Pour moi, de telles assurances ne viennent pas facilement ou souvent. Les miens sont moins grandioses qu'un bref aperçu derrière un rideau. Dans le poème de Sylvia Plath « Black Rook in Rainy Weather », (Un "rook" est un oiseau sombre ressemblant à un corbeau, rendu plus triste par son apparence par temps de pluie), elle a parlé d'une lumière « incandescente » qui peut posséder « les objets les plus obtus » et « accorder / Un bref répit de la peur ». Plath conclut : « Des miracles se produisent, / Si vous voulez bien appeler ces spasmodiques / Trucs de miracles radieux. L'attente a recommencé, / La longue attente de l'ange. / Pour cette descente rare et aléatoire ».

 

L'espoir de Noël pourrait bien tomber dans la catégorie psychologique de la réalisation de souhaits.

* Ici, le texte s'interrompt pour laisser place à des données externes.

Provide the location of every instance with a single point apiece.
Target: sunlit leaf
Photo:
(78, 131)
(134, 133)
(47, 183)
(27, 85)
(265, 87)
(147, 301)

Imaginer des choses dont nous pensons avoir désespérément besoin ou envie. Mais cela ne réfute pas la possibilité de souhaits réellement exaucés.

 

À Noël, nous considérons la preuve éclatante et désorientante que l'espoir l'emporte. Si c'est vrai, c'est une histoire qui peut réorienter chaque histoire humaine. Si l'on choisit de permettre cela. Permettre au changement, une place dans sa vie. Cela signifie que Dieu est avec nous, même dans la souffrance. C'est l'assurance, comme d'un parent, comme d'un ange, comme d'un sauveur : C'est bien. Et même à l'extrême de la mort (citant Julien de Norwich à ce moment) : « Tout ira bien, et toutes sortes de choses iront bien ».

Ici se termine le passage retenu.